Several nonsymmetric polychlorinated biphenyl (PCB) congeners form atropisomers due to steric hindrance of free rotation around the phenyl-phenyl bond. It is evident from the literature that both chiral PCB congeners and their atropisomeric methylsulfonyl-PCB metabolites, formed in higher animals and in humans, are present in biota as nonracemic mixtures. Chiral methylsulfonyl-PCBs are strongly dominated by one of the atropisomers in mammalian tissues. The aim of the present study is to examine enantioselective metabolism, retention, and excretion of 2,2′,3,3′,4,6′-hexachlorobiphenyl (CB-132) in rat by administration of a CB-132 racemate and pure atropisomers.
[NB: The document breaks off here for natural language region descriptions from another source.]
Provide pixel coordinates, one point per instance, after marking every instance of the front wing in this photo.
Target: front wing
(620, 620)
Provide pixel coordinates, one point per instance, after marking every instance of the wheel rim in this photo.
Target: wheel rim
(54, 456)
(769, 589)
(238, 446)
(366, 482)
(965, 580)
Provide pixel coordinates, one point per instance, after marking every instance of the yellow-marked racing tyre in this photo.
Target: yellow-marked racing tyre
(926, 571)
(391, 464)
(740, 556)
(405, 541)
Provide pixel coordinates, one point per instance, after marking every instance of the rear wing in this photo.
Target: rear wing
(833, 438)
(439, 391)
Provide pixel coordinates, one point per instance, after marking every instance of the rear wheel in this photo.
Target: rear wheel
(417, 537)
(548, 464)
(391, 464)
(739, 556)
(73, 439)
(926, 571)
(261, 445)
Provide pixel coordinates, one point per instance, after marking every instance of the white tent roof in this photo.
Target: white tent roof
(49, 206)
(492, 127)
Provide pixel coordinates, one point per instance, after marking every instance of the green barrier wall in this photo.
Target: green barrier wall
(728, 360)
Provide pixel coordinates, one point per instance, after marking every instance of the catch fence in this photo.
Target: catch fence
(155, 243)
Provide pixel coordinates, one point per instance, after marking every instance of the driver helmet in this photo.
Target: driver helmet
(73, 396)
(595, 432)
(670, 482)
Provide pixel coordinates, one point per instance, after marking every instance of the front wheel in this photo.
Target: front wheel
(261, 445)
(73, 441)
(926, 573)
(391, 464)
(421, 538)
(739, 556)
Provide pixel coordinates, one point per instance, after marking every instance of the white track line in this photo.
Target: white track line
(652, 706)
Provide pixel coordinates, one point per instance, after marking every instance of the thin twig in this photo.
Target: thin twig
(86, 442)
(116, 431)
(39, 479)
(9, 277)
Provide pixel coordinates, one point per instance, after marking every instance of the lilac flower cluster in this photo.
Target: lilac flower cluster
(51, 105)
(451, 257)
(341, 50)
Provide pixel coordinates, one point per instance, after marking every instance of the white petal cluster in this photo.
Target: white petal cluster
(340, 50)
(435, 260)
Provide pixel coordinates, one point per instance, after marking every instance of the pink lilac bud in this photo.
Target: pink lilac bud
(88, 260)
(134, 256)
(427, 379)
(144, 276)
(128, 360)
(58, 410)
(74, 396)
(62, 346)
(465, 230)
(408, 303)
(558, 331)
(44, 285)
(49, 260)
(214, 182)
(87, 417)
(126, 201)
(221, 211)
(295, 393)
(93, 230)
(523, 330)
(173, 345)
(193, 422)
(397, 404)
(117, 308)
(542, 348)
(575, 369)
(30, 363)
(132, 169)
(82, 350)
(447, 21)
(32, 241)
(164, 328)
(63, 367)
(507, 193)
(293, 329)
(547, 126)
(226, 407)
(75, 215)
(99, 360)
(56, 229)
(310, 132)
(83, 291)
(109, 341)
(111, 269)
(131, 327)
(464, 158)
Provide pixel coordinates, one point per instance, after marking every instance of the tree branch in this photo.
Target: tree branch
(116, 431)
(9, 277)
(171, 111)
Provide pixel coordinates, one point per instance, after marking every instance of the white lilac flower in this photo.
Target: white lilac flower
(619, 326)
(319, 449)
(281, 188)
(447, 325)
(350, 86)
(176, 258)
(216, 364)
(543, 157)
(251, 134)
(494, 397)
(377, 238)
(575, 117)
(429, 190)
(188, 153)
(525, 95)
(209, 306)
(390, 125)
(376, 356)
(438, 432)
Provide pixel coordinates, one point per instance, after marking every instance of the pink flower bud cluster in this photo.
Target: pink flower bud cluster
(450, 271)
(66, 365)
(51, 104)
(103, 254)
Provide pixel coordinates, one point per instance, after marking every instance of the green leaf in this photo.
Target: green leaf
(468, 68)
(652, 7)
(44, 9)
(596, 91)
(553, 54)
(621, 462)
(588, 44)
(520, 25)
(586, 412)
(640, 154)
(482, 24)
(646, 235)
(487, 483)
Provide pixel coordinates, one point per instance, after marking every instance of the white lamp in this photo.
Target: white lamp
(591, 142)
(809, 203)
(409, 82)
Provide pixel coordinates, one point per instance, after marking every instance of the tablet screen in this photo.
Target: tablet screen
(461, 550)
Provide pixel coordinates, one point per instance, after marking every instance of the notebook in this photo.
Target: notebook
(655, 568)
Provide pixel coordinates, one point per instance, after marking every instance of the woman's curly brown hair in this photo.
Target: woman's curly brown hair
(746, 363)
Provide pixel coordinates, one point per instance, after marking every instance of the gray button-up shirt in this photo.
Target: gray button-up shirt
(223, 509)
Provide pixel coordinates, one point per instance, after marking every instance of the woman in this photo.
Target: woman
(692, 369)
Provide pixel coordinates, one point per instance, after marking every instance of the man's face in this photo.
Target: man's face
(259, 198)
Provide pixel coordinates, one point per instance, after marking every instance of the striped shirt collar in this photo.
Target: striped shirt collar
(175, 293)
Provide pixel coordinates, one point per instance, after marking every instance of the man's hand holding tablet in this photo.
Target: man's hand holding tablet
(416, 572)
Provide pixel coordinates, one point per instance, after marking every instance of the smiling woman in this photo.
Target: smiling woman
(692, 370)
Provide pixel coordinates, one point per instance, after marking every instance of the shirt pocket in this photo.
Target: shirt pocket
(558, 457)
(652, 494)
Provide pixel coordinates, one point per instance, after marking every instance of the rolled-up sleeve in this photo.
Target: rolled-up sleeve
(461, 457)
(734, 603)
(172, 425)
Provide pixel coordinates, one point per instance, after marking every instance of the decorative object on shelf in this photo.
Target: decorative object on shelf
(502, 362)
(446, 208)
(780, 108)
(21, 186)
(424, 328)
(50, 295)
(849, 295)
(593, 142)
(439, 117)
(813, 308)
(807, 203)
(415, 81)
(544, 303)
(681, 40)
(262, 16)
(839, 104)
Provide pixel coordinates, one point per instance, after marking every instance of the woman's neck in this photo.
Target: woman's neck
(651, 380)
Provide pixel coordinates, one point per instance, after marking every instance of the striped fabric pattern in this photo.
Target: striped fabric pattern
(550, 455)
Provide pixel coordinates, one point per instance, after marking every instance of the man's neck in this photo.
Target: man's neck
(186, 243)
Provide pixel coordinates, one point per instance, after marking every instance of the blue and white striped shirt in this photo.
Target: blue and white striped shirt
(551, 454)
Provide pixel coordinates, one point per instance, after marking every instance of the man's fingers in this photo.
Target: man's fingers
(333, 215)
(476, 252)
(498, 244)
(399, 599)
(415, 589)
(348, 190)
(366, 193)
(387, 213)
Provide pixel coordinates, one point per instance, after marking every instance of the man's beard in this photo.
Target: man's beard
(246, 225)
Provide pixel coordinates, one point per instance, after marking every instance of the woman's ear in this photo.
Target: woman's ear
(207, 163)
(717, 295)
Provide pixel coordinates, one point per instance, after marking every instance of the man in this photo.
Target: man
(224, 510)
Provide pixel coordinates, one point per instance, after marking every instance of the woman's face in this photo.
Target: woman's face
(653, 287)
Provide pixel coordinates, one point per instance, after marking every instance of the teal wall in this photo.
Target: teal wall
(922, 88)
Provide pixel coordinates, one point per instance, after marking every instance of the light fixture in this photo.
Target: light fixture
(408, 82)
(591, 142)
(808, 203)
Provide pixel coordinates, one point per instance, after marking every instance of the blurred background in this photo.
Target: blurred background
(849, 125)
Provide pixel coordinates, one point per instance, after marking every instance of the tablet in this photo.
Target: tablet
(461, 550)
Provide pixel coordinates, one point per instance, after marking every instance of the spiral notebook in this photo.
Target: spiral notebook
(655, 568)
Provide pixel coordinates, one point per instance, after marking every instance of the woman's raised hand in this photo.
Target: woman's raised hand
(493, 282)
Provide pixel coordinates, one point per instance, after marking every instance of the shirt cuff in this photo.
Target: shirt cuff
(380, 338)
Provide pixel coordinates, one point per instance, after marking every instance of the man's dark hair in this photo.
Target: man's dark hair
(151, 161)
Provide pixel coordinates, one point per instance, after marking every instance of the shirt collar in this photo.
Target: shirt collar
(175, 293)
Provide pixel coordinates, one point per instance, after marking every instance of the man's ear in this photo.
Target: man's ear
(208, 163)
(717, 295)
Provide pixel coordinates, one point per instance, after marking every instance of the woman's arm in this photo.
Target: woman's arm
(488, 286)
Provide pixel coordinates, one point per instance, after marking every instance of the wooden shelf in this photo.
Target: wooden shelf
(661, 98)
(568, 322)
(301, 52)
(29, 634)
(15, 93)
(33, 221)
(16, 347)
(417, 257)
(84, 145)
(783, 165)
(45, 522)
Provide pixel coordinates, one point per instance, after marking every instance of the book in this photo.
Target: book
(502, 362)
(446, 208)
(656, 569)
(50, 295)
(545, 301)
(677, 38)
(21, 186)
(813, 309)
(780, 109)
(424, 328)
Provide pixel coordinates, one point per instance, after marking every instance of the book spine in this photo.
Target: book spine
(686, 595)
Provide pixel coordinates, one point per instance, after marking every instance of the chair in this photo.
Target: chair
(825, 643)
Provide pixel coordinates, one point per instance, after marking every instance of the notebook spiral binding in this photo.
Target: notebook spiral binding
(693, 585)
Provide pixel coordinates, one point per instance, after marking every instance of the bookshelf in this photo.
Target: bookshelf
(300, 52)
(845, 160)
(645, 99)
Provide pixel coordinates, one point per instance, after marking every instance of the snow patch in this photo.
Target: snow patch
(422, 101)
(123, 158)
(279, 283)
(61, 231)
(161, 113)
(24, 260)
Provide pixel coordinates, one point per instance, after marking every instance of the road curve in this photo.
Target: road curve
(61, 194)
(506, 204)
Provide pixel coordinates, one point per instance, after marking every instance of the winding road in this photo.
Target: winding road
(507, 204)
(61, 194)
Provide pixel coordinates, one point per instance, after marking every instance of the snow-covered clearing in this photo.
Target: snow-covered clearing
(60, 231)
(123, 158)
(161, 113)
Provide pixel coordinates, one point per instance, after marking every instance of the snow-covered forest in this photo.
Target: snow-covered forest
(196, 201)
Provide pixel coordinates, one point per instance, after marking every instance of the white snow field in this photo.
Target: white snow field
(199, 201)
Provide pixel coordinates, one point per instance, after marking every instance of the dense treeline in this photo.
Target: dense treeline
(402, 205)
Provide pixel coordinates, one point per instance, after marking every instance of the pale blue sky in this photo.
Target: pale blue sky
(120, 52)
Chemical analysis of liver, lung, and adipose tissue from the rats showed a strong retention of one of the CB-132 atropisomers and a similar, but even more pronounced, accumulation of one of the atropisomers of the meta- and paramethylsulfonyl- substituted CB-132 metabolites in these tissues. Metabolites with R structures were predominately formed from one of the atropisomers of CB-132. The slower metabolism of the other atropisomer of CB-132 and its pronounced excretion in feces suggest an enantioselective metabolism. The results indicate enantioselective formation of the methylsulfonyl-CB132 metabolites and confirm the critical role of stereochemistry of chemicals for their metabolism.